Cooking Instructions:
Begin by marinating the chicken. In a bowl, combine yogurt, garam masala, ground coriander, ground cumin, ground cinnamon, salt, turmeric, and chili powder. Add the chicken, ensuring it's well-coated in the marinade. Cover and refrigerate for at least 30 minutes or up to overnight for best results.
Heat sunflower oil or ghee in a large pan over medium heat. Add the sliced onions and cook until they're golden brown, stirring frequently to avoid burning. This caramelization process enhances the flavor of the korma.
Once the onions are golden, add the minced ginger and garlic to the pan. Sauté for an additional 2-3 minutes until the raw smell is gone.
Add the marinated chicken to the pan, along with any remaining marinade. Cook the chicken for about 5-7 minutes, stirring occasionally, until it's no longer pink.
Incorporate the blended nut paste into the pan and mix well. Add the whole spices (cardamom pods and cloves) for added aroma. Stir everything together and allow it to cook for another 5 minutes.
Pour in enough hot water to reach your desired consistency for the sauce. Cover the pan and reduce the heat to medium-low. Allow it to simmer for 20-25 minutes, or until the chicken is tender and cooked through.
Adjust the thickness of the sauce as needed by adding more water or cooking uncovered to reduce it. Taste and adjust seasoning, if necessary.
Once done, garnish with fresh cilantro before serving.

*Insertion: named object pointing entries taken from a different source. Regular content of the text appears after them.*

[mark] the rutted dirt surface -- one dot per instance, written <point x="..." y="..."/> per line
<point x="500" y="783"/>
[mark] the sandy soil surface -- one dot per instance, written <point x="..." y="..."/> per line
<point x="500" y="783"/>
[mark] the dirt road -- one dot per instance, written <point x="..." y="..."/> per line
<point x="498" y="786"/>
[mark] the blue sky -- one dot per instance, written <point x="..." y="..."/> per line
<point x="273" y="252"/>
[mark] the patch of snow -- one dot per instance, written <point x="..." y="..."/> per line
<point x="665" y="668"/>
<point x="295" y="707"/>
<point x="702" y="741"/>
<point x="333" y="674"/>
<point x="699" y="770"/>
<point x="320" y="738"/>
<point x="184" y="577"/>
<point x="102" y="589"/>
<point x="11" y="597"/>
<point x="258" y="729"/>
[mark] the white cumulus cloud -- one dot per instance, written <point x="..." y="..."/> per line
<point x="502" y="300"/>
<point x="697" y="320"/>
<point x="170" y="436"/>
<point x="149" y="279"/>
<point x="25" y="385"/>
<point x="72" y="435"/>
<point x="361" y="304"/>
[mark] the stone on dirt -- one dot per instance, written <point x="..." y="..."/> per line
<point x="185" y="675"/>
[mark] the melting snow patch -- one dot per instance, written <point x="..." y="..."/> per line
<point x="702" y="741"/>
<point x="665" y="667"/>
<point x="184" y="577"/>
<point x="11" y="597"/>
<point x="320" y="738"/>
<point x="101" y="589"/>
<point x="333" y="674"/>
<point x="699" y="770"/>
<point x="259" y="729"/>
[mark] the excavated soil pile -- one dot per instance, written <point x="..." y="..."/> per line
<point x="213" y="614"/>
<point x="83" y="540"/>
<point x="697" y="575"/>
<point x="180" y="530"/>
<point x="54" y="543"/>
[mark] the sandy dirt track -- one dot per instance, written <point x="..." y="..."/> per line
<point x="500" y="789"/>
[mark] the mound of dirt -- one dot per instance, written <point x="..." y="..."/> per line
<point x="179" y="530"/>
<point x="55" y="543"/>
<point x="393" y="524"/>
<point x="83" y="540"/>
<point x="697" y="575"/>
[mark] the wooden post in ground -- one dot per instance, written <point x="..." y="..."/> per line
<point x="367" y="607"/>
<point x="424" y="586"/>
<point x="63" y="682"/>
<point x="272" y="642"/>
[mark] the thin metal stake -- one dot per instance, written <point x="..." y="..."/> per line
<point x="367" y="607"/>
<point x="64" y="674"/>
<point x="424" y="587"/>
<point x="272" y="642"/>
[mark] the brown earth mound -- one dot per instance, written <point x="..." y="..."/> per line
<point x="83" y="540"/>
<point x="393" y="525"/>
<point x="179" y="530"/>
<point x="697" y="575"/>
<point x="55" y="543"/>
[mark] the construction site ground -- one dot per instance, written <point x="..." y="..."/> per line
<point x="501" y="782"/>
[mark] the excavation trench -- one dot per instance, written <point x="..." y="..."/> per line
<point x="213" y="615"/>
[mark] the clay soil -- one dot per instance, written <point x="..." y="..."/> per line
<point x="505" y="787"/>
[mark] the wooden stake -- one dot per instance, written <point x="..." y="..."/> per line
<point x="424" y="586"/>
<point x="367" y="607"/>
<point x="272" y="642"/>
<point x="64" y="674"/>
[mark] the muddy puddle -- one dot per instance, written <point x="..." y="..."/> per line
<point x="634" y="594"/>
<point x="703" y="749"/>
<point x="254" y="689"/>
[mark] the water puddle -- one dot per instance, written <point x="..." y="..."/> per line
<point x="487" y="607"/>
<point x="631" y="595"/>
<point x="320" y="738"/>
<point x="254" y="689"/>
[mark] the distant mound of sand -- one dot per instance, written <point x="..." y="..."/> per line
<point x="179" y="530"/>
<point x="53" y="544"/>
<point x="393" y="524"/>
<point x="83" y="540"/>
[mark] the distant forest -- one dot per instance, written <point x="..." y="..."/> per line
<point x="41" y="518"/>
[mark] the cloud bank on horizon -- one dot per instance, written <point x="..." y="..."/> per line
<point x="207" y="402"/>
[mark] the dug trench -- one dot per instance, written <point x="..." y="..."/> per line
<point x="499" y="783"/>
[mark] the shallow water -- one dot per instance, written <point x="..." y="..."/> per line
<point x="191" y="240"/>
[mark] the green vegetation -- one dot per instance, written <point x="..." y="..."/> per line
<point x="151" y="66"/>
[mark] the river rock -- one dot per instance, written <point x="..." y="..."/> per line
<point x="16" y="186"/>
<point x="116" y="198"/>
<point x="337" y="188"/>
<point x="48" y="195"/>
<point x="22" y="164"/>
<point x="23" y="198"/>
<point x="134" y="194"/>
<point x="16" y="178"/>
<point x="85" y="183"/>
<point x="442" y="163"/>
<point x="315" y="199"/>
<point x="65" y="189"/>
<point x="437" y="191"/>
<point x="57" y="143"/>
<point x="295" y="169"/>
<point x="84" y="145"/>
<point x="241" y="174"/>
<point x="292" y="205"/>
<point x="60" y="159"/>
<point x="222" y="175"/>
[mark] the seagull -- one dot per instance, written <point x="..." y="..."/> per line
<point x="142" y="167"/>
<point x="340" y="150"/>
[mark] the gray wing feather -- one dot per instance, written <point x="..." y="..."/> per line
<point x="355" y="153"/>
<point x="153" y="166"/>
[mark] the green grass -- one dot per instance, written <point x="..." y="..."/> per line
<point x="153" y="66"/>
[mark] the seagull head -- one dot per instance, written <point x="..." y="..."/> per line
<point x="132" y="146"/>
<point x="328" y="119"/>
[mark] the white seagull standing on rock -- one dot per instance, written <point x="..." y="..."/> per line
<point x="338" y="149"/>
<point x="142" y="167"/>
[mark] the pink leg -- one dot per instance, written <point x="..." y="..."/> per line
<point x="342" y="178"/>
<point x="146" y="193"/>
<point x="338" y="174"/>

For extra tips, remember to soak your nuts beforehand to achieve a smoother paste, and don't rush the caramelization of the onions; it's key to developing the rich flavor in your korma.
It's important to note that the use of cashew nuts in the recipe helps create a creamy texture that is characteristic of a traditional korma.
Feel free to adjust the spice levels according to your preference, and consider adding a splash of rose water or kewra water for an authentic touch.
Serve your Chicken Korma hot with jeera rice or naan for a complete meal that's sure to delight!